Review: Daughter of the Reich by Louise Fein


Title: Daughter of the Reich
Author: Louise Fein
Published: May 2020, William Morrow Paperbacks
Format: ARC Paperback, 560 pages
Source: Publisher

Summary: 
For fans of The Nightingale and All the Light We Cannot See, a spellbinding story of impossible love set against the backdrop of the Nazi regime.

As the dutiful daughter of a high-ranking Nazi officer, Hetty Heinrich is keen to play her part in the glorious new Thousand Year Reich. But she never imagines that all she believes and knows about her world will come into stark conflict when she encounters Walter, a Jewish friend from the past, who stirs dangerous feelings in her. Confused and conflicted, Hetty doesn’t know whom she can trust and where she can turn to, especially when she discovers that someone has been watching her.

Realizing she is taking a huge risk—but unable to resist the intense attraction she has for Walter—she embarks on a secret love affair with him. Together, they dream about when the war will be over and plan for their future. But as the rising tide of anti-Semitism threatens to engulf them, Hetty and Walter will be forced to take extreme measures.

Will the steady march of dark forces destroy Hetty’s universe—or can love ultimately triumph…?

Propulsive, deeply affecting, and inspired by the author’s family history, Daughter of the Reich is a mesmerizing page-turner filled with vivid characters and a meticulously researched portrait of Nazi Germany. In this riveting story of passion, courage and morality, Louise Fein introduces a bold young woman determined to tread the treacherous path of survival and freedom, showing readers the strength in the power of love and reminding us that the past must never be forgotten.



My thoughts: I am so glad that I have turned back to reading historical fiction. I had taken a break for a while and this year I dove back in and have really read some fantastic books, this latest one being one of them.

I think one of my favorite aspects of reading historical fiction is the unique perspective each author brings to the table, and when an author is inspired by their own family history, that just brings it to a whole new level. This book is compelling and powerful. It will take you through a range of emotions, but what is even more interesting is that it is told from a German's point of view. Hetty is the daughter of a high-ranking Nazi officer. 

This book allows us to follow Hetty as Hitler is coming into power right up into the beginning of WWII. It was quite compelling in that we clearly see a child's belief come through in the beginning - how you follow what you are told and listen to your parents. It's not until Hetty starts to grow up and befriend Walter again later on that she starts to see the flaw in these beliefs and begins to question all that she was told.
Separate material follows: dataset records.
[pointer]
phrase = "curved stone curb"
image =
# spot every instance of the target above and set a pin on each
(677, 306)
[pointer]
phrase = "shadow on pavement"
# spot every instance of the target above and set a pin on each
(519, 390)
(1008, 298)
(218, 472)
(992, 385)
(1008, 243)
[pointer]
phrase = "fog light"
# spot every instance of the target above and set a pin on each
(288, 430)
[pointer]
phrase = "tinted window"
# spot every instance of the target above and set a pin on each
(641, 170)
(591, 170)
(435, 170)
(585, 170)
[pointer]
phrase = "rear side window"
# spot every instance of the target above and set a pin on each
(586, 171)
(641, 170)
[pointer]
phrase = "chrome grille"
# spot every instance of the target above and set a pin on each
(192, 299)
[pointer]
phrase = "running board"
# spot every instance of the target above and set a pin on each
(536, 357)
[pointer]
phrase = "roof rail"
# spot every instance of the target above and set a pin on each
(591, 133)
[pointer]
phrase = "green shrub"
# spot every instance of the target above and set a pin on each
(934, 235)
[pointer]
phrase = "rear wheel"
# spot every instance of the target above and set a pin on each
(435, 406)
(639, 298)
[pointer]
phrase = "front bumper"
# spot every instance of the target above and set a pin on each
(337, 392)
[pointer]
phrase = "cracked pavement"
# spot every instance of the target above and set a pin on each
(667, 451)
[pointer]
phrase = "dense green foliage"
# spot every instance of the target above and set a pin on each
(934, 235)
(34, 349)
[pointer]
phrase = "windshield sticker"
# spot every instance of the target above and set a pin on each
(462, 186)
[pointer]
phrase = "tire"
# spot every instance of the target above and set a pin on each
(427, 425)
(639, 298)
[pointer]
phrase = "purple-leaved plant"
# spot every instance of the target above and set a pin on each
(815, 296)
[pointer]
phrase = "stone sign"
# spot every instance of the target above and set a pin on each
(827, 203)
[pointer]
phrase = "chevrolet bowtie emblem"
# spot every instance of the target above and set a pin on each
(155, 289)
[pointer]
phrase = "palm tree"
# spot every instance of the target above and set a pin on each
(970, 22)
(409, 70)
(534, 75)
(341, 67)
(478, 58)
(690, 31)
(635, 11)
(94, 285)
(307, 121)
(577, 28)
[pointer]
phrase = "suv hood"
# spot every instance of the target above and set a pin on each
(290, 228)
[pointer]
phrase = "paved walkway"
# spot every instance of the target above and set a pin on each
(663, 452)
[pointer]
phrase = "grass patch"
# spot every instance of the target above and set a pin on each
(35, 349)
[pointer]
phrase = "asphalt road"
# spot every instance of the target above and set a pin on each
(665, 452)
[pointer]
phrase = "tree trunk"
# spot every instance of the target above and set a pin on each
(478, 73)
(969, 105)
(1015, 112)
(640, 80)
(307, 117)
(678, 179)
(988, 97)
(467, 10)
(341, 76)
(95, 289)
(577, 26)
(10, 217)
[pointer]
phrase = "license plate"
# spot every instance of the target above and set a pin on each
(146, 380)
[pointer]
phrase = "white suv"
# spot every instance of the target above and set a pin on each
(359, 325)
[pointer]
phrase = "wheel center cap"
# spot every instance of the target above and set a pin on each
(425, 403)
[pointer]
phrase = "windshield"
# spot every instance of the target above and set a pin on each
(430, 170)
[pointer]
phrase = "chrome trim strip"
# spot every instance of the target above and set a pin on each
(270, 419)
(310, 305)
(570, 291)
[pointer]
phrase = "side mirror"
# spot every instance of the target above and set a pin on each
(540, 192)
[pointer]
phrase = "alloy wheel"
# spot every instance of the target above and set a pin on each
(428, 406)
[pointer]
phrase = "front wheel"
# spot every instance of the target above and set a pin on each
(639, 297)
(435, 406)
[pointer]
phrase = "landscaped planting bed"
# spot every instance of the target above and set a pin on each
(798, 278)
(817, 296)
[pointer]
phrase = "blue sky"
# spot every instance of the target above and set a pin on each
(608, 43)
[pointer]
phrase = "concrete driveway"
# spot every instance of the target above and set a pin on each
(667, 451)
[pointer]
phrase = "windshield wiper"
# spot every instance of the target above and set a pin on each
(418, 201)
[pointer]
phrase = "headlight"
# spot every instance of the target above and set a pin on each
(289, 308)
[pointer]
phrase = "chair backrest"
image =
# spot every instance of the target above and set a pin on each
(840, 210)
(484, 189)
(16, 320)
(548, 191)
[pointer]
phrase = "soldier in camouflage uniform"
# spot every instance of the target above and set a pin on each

I loved watching her growth throughout the novel and her relationship with Walter develop. It wasn't always easy and there were times that I actually felt nervous for the two of them. I liked that nothing about this book was easy - Fein doesn't sugar coat things, but rather gives a realistic portrayal of what was really going on. It was heartbreaking and emotional, but so compelling.

This book really left an impact on me and this is why I continue to read historical fiction, even on the same topics. I've read countless books on WWII, but never have I read one from this perspective. If you like a powerful historical fiction read, this is definitely one to pick up!